We can use the map-matching in both pre-processing and post-processing phases. To study the sensitivity of the KF+MM model, we vary the window size and measure the median error of the KF+MM model. In addition, we are interested in the effect of the median filter to filter out outliers in the preprocessing phase (i.e., line 2 of Algorithm 2). For the comparison purpose, we also evaluate the median errors of (1) MF model alone, (2) MF model enhanced by the MM-based preprocessing, and (3) MF model enhanced by the MM-based postprocessing.

In Fig. 4, three different lines represent three algorithms according whether adopt map-mating and the order adopted map-matching. Figure 4(a) and (b) provide the median errors of above three models without and with applying the median filter respectively. As it is shown in the figure, the models adopting the median filter can usually achieve much lower median errors than the one without the median filter.

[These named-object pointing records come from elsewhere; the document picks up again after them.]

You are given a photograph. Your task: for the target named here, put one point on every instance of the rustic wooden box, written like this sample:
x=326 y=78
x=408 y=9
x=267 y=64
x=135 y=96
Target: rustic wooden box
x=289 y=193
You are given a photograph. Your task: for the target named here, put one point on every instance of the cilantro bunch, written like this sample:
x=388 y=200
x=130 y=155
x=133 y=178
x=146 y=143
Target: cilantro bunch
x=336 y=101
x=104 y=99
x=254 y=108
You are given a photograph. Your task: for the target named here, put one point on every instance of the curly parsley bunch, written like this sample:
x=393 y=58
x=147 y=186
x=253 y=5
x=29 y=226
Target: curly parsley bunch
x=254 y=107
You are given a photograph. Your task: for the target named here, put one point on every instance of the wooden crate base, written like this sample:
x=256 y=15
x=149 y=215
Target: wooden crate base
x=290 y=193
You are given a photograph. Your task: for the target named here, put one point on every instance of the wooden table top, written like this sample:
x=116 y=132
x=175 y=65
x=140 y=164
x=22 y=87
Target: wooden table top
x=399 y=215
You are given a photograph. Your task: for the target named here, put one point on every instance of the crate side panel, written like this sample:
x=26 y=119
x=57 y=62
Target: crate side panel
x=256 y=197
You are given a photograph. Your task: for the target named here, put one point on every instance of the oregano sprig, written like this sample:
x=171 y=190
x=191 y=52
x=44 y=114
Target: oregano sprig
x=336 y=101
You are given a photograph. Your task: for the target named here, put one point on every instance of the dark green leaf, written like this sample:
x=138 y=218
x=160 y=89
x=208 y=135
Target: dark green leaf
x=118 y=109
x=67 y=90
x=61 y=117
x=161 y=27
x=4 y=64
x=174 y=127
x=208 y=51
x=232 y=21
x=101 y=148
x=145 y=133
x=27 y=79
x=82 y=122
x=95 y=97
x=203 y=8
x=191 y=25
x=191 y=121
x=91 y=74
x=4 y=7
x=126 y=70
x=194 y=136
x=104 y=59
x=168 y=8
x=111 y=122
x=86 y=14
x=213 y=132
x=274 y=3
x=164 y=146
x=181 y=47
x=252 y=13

When comparing these three models no matter in the preprocessing phase or the postprocessing one, two MF models enhanced by MM have much lower median errors than the MF model alone. Moreover, we find that the MF model with the MM-based preprocessing out performs the one with the MM-based postprocessing. It is because the MM-based preprocessing can clean the outliers without affecting the MF model. In MF model with MM-based postprocessing, the outliers still appear in the input of the MF model and could impact the overall precision of the KM model negatively.

Fig. 5.

Trajectory error comparison

4.3 Visualization of Positioning Models

Figure 5 illustrates the recovered GPS points and corrected points or locations on a real road network. First in Fig. 5(a), there exist many points that are not on roads. It is mainly because the two-layer random forests (RFs) use the center points of those leaf nodes in the RFs as the predicted GPS points, no matter the center points are on the roads or not. Second, Fig. 5(b) demonstrates that MF model obviously is able to smooth the trajectory. Nevertheless, in our dataset, many GPS points appear on the overpass and underpass that occur on the same street segments. It is hard for the MF model to put them onto the correct roads (because the roads on the overpass and underpass share the same longitude and latitude coordinates). However, Fig. 5(c) demonstrate that this problem can be overcome by applying the MM technique and as the result it produces the best positioning precision.

5 Conclusion

In this paper, we propose the methodology to leverage context information in order to correct the estimated or recovered city-scale localization errors by applying model-based localization methods. By adopting the powerful techniques including Kalman Filter, Mean filter, and Map-matching, the proposed approaches can greatly improve the positioning precision.

As the future work, we will continue work on improving the positioning precision. For example, we are planning to explore the regularity patterns from the recovered trajectories for further postprocessing. In addition, beyond the regression model-based prediction algorithm, we are interested in other advanced machine learning techniques to replace the currently used random forest models.